ROASTED VEGETABLE STRUDEL: 2 WAYS
Yield:
1 Strudel
Ingredients
- 5-6 sheets (country phyllo #10) phyllo pastry, thawed and at room temperature
- 4 tablespoons butter, melted
For the Filling:
- 1-2 bell peppers, sliced
- 2 leeks, sliced into half-moons
- 1 zucchini, cubed
- ½ eggplant, cubed
- 2 garlic cloves
- 1 potato, cubed
- 3-4 ounces feta cheese
- Salt and black pepper, to taste
- 1 teaspoon dried oregano
- 1/3 cup olive oil
Optional fillings:
- sliced mushrooms, pine nuts, sliced carrots, butternut squash
The Red Sauce:
- ¼ cup olive oil
- 1.2 cup finely chopped onion
- 14 ounces canned tomatoes, pureed
- Salt and black pepper, to taste
- Pinch of crushed red pepper flakes
- 5-6 Kalamata olives, sliced
- 2 tablespoons chopped fresh parsley
The White Sauce:
- 2 tablespoons butter or oil
- 2 tablespoons all-purpose flour
- 1 cup whole milk
- Salt and black pepper, to taste
- 1/8 teaspoon ground nutmeg
- 1 egg
- 1/3 cup diced gouda or shredded parmesan cheese
Instructions
- Preheat the oven to 450 °F, 230 °C.
- Place all of the filling ingredients in a baking tray and toss together. Roast until tender. About 35-40 minutes. Set aside to cool.
- To prepare the red sauce:In a small saucepan over medium heat, cook the onions and olive oil for 8-10 minutes or until they are soft and translucent. Add the pureed tomatoes, salt, pepper, and crushed red pepper flakes. Cook for 10 minutes or until sauce thickens. Remove from heat and garnish with chopped parsley and sliced olives. Mix to combine.
- To prepare the white sauce:In a small saucepan, combine the flour and oil/butter and cook over medium heat until toasted. About 2 minutes. Add milk and whisk together until smooth. Season with salt, pepper, and nutmeg. Cook over medium heat (stirring constantly) until thickened. The mixture should coat the back of a spoon.

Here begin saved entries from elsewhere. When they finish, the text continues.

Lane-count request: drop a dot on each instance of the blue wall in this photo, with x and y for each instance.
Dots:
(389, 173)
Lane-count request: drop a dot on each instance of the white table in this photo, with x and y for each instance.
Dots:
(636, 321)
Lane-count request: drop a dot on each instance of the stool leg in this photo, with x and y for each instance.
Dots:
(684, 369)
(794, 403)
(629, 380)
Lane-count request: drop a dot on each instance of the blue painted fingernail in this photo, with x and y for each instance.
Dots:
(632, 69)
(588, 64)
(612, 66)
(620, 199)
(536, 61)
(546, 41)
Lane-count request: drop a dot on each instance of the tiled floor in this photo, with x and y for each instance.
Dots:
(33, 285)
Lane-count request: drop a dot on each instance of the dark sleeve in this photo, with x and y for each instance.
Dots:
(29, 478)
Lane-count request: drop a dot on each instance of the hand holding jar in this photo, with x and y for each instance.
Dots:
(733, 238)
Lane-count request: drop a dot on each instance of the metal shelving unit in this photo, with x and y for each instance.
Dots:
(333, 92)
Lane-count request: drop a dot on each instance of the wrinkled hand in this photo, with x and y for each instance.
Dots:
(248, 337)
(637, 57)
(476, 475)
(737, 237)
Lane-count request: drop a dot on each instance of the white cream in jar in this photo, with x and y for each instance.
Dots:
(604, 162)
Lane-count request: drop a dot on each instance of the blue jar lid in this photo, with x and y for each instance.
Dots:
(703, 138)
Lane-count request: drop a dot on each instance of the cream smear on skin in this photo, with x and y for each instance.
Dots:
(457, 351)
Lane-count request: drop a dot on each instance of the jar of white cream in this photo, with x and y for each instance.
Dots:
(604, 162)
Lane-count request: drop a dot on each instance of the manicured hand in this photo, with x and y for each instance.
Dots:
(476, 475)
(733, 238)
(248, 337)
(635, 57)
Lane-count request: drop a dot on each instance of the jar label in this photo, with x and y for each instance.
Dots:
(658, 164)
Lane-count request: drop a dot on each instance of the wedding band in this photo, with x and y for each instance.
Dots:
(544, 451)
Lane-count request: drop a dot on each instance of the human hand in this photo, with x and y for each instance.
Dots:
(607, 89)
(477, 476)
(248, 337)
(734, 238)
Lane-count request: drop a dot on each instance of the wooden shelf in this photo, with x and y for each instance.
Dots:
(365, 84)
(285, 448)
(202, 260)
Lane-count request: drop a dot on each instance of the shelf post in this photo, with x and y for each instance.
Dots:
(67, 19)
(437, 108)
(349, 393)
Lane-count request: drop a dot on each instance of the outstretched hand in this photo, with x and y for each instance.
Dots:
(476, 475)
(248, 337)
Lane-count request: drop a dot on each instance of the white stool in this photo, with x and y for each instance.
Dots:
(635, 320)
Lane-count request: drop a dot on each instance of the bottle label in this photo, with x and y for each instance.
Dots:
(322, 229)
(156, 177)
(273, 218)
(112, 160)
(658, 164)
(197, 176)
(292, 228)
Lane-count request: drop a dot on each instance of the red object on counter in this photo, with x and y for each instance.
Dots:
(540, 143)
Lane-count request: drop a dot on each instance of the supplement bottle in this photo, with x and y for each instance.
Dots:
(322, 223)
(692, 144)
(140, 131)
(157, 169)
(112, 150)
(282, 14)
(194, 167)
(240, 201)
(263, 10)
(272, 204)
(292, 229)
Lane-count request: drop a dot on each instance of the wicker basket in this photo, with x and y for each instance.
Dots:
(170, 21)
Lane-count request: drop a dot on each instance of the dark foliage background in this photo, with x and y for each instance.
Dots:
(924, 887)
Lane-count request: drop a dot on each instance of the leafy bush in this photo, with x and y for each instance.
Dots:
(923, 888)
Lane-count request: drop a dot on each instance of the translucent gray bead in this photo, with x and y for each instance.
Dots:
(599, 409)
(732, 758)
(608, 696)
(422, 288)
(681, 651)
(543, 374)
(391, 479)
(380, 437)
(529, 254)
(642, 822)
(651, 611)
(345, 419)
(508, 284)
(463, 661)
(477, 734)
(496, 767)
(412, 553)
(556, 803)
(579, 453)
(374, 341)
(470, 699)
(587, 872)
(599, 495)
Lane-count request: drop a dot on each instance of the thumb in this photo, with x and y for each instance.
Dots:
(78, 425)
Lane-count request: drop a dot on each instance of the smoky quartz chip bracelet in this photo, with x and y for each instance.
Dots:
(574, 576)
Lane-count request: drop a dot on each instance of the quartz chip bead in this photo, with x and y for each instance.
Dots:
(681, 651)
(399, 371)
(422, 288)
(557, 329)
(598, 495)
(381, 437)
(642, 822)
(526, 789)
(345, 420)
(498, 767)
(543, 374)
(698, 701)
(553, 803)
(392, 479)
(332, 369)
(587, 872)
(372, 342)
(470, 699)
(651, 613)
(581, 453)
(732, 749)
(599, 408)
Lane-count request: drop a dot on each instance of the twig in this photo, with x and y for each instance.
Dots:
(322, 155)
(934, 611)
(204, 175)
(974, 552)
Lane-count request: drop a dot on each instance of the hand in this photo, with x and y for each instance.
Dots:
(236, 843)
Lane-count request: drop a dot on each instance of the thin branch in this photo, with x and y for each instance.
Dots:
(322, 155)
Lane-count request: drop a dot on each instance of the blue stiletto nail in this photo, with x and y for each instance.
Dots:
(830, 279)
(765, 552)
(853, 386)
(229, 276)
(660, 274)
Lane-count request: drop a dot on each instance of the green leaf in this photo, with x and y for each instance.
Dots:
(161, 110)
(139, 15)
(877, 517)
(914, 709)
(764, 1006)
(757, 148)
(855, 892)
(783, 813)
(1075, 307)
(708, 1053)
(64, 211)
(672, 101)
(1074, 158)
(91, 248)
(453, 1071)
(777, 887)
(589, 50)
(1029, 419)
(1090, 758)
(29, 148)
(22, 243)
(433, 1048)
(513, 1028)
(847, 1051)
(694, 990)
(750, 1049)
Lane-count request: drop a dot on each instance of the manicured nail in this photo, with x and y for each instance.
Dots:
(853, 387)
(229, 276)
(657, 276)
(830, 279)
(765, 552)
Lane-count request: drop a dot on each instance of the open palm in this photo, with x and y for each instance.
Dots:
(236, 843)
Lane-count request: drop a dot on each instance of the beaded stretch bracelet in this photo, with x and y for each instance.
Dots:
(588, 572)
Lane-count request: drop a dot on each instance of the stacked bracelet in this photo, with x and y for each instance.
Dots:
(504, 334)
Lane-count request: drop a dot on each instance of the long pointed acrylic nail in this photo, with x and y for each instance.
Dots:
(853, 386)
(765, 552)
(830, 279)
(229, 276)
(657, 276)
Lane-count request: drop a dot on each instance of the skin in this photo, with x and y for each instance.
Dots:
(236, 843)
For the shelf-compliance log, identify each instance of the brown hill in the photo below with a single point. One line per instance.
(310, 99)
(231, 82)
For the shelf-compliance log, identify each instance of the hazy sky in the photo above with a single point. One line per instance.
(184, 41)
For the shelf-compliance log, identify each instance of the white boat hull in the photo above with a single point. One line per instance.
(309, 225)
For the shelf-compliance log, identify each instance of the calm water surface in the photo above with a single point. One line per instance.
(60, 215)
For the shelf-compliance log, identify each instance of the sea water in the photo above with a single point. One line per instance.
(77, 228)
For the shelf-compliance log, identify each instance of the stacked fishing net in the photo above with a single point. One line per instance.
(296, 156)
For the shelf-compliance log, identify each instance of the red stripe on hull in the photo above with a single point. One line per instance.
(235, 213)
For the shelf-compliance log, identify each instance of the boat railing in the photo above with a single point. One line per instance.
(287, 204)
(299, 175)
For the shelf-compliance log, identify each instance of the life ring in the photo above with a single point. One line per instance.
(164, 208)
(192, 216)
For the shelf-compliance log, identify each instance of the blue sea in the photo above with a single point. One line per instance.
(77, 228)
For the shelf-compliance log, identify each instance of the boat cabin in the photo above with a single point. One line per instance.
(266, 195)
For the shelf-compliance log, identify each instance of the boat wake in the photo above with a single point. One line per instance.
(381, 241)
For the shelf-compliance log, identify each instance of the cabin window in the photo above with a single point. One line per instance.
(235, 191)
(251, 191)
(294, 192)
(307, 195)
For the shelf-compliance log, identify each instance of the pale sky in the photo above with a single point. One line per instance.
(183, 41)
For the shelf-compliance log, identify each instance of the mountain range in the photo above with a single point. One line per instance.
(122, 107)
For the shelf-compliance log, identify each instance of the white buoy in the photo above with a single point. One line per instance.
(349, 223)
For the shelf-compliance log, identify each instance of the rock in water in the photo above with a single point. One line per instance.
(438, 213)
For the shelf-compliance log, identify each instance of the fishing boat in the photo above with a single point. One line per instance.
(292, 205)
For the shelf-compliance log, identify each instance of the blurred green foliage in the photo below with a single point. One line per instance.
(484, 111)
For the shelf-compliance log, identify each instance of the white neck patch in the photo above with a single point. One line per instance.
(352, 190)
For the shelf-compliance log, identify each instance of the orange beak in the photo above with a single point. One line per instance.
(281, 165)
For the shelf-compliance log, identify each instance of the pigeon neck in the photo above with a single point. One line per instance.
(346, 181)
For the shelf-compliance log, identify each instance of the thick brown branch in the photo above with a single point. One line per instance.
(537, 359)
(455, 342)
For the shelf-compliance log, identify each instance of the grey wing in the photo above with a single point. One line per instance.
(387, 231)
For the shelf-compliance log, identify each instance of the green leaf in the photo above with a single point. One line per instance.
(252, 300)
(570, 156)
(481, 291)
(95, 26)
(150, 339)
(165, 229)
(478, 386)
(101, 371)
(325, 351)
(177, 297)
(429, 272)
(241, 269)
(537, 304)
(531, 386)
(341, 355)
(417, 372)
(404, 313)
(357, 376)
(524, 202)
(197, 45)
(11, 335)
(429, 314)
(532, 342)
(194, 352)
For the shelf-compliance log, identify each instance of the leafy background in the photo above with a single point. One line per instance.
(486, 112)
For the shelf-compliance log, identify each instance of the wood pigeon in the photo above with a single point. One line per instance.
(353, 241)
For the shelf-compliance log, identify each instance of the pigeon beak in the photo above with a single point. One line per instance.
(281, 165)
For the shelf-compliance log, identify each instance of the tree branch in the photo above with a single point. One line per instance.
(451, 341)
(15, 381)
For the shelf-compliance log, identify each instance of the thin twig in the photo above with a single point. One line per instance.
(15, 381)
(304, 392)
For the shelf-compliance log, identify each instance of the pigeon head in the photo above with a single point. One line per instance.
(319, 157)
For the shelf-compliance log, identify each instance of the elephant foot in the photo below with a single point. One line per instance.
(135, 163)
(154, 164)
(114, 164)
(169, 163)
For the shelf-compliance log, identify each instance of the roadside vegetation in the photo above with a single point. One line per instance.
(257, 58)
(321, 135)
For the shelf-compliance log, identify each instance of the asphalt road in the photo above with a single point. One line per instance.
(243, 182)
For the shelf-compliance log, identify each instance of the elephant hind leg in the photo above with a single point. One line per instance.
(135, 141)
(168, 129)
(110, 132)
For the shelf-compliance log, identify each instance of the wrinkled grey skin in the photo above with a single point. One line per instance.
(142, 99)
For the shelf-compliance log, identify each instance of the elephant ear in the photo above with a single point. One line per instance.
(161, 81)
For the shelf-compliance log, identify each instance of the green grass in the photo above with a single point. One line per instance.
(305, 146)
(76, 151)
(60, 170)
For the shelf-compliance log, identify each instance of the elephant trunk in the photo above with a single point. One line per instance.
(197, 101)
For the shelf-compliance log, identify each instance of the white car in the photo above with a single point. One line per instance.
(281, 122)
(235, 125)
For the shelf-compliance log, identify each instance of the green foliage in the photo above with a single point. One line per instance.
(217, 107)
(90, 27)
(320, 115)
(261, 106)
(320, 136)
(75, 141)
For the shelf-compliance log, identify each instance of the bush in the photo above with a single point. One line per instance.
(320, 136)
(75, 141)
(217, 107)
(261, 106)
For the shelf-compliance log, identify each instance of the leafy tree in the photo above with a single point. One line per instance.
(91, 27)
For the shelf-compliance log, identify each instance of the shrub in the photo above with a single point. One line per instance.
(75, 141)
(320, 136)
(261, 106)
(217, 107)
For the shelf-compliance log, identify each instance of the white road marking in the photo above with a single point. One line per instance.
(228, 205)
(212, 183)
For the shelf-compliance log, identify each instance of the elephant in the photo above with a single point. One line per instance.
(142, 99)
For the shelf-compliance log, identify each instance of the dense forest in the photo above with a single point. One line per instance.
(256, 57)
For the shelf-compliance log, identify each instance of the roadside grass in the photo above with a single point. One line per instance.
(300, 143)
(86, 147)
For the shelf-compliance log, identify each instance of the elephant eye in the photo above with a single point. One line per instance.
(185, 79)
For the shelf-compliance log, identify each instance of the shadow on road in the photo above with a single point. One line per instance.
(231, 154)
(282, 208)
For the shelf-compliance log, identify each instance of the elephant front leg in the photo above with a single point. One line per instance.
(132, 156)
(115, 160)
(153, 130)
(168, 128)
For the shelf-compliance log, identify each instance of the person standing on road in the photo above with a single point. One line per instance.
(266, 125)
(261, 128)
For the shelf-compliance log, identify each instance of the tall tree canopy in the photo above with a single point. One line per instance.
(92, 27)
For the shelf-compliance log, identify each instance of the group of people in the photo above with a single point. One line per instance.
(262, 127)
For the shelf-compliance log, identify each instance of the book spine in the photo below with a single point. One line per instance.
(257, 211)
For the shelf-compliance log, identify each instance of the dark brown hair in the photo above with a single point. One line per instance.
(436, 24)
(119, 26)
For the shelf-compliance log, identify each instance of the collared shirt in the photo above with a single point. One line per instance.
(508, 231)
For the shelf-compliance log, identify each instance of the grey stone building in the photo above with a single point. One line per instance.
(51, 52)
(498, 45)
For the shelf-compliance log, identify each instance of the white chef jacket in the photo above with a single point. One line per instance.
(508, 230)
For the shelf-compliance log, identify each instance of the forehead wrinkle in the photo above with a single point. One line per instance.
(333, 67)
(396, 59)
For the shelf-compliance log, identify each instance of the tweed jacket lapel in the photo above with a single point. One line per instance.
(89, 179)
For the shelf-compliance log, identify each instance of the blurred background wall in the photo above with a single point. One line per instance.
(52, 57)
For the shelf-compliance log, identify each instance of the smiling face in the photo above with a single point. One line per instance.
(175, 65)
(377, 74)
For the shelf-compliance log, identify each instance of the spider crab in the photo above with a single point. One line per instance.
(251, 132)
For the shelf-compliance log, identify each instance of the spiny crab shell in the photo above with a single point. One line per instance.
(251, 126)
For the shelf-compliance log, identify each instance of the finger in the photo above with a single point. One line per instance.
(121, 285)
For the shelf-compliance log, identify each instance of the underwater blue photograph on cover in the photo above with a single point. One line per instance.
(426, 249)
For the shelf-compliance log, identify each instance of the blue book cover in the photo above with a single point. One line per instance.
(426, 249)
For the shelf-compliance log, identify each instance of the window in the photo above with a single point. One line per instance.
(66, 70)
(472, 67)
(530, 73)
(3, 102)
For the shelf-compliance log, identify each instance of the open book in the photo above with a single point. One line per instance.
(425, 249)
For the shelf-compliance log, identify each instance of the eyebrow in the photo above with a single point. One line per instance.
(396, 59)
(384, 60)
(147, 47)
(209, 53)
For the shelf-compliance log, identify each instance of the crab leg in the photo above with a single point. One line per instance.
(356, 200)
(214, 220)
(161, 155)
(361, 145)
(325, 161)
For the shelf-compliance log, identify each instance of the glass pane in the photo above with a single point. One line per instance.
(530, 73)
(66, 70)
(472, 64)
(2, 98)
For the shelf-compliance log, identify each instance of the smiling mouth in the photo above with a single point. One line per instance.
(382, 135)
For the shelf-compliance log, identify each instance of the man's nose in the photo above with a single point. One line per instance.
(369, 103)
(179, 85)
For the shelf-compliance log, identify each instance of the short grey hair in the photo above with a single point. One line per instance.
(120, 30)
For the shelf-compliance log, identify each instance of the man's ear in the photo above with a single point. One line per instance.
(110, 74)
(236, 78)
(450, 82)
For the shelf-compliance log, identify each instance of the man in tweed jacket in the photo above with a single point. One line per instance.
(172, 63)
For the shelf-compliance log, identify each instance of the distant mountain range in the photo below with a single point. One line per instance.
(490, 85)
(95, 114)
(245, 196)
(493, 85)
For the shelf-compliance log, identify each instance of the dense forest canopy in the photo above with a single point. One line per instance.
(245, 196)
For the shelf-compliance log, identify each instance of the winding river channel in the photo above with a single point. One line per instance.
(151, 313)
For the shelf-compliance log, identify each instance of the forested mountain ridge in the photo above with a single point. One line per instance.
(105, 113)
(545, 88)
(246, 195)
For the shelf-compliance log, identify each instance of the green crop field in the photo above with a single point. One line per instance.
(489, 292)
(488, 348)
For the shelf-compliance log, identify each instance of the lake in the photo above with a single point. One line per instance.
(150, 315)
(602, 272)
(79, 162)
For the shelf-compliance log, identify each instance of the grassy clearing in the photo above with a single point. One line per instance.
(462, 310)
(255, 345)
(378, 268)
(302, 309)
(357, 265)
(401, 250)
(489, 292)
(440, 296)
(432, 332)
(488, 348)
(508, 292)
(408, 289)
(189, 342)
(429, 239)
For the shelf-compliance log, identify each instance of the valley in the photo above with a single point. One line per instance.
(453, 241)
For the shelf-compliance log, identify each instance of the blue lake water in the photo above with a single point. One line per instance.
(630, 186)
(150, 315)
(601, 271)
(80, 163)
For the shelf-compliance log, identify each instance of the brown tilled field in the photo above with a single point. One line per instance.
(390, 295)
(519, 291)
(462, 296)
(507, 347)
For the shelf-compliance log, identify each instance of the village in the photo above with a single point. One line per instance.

- In a small bowl, whisk the egg and temper with some of the hot cream mixture. Return the egg mixture to the saucepan and add the cheese. Whisk together and set aside (off the heat).
- To form the strudel:
- Pour either the white sauce or the red sauce over the roasted vegetables. Crumble the feta cheese on top and mix well to combine.
- Place one sheet of phyllo on a baking tray lined with parchment paper. Drizzle some butter on top, concentrating on the edges. Layer the remaining sheets of phyllo over top and drizzle with butter in between each layer.
- Place all of the roasted vegetable filling on the bottom third (the longer side) of the phyllo. Roll it up (use the parchment paper under the phyllo to help roll). Tuck the edges (brushed with lots of butter to help seal them) of the phyllo under the roll.
- Cut 6-7 diagonal slits on the top and brush the strudel all around with the remaining butter.
- Reduce the oven’s temperature to 350°F, 180 °C.
- Bake until golden all around. About 30-35 minutes.
- Allow to cool about 15 minutes and serve.